The total thickness of this barrier varies from 0.1-1.5M. Reticular fibers within the septum act as support for the anastomosing capillary network.
Oxygen from the alveolar air diffuses through the layers of the alveolar septum whilst carbon dioxide diffuses in the opposite direction.
The inter-alveolar septum consists of 5 main cell types:
Capillary endothelial cells, very thin and non-fenestrated.
Type I alveolar (squamous) pneumocytes. Very attenuated cells, 97% of the alveolar surface. All have desmosomes and tight occluding junctions so form a gas permeable barrier of minimal thickness.
Type II pneumocytes. Interspersed among the type I cells. Roughly cuboidal and usually found in groups of 2-3 at points where the alveolar walls unite and form angles. Resemble secretory cells with a well-developed Golgi network and microvilli on their apical surface. They have a foamy, vesicular cytoplasm caused by the presence of lamellar bodies containing lipid, glycosaminoglycans and protein. These lamellar bodies are continuously synthesized and released from the apical surface providing an alveolar coat or pulmonary surfactant that lowers alveolar surface tension.
Interstitial cells including fibroblasts and mast cells. Fibroblasts synthesize collagen, elastic fibers and GAGs. Collagen and elastic fibers add resilience and elasticity to the mechanical properties of the lungs.
Alveolar macrophages or Dust cells. Derived from monocytes. Can be found in the interior of the septum or on the surface of the alveolus. They can often contain large amounts of carbon and dust, which they phagocytose from the alveolar lumen.
PULMONARY BLOOD VESSELS
Systemic (bronchial) system:
Follows the bronchial tree and supplies nutrients to the lung tissue up to the respiratory bronchioles.
At this point these vessels anastomose with the small branches of the pulmonary artery and return blood via the pulmonary vein.

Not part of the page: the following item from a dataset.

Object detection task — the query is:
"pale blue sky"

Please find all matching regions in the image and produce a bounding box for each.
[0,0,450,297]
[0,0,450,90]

Bronchial arteries branch from the aorta and thus carry blood at systemic pressure. Bronchial arteries have smaller lumens and thicker walls than pulmonary arteries. Their walls contain a distinct elastic lamina and a muscular media.
Functional (pulmonary) system
Pulmonary arteries are low-pressure vessels with thin walls.

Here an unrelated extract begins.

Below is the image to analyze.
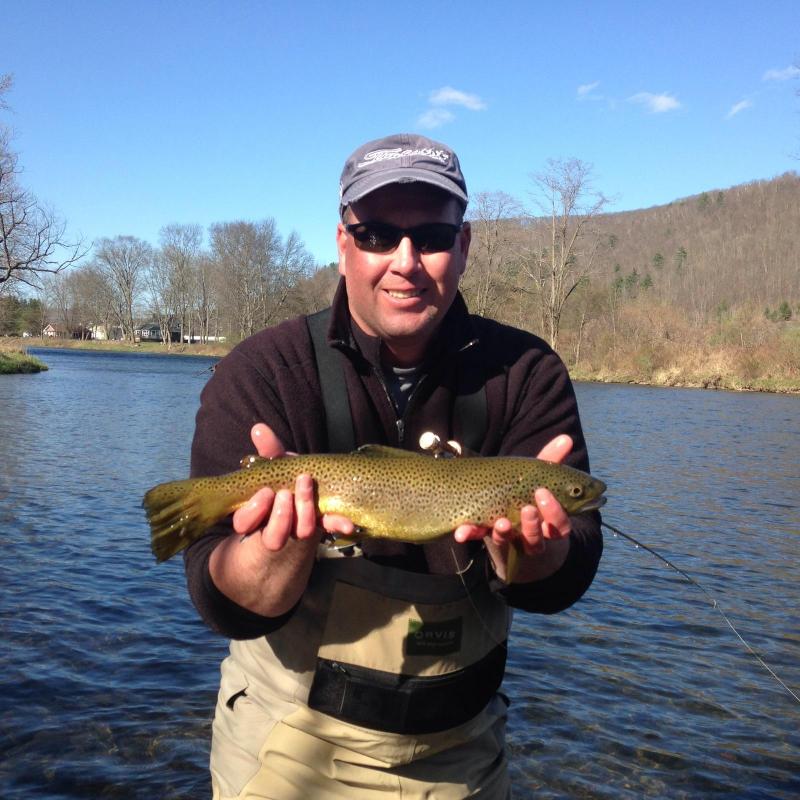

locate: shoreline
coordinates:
[0,337,800,395]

These vessels have an internal elastic lamina, smooth muscle and elastic fibers.
Within the lung the pulmonary artery branches following the bronchial tree. At the level of the alveolar duct the branches form a capillary network in the inter-alveolar septum.
Venules originate from the capillaries and enter the interlobular septum finally leaving the lobule to follow the bronchial tree to the hilum.

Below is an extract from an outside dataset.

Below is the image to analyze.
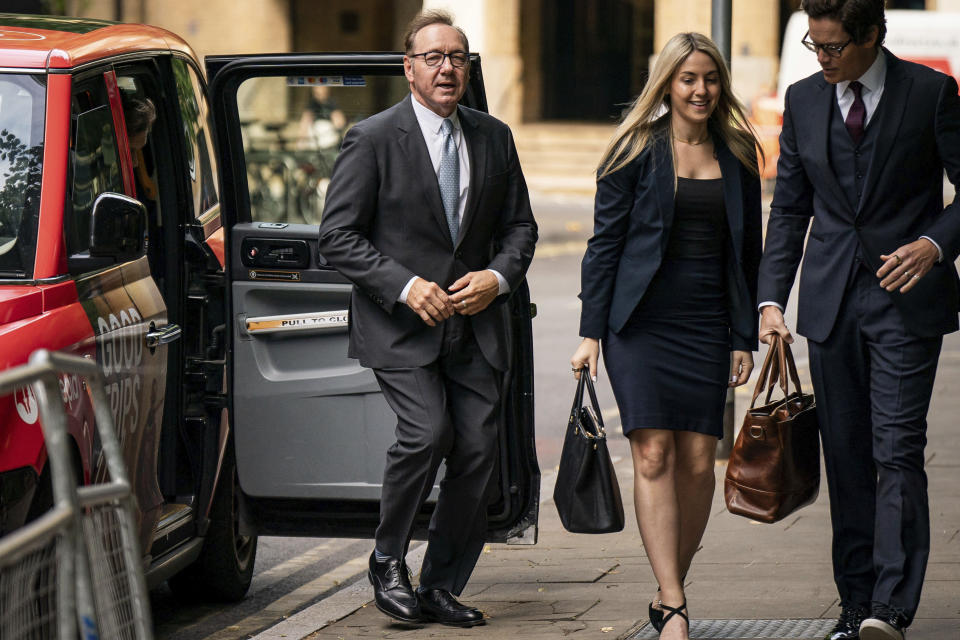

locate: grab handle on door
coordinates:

PULMONARY LYMPHATIC VESSELS
These follow the bronchi and pulmonary vessels and can occur in the interlobular septum.
All drain into lymph nodes at the hilum.
No lymphatics in the terminal portion of the bronchial tree or beyond the alveolar ducts.
A serous membrane covering the lungs.
It consists of two layers, parietal and visceral, which are continuous at the hilum.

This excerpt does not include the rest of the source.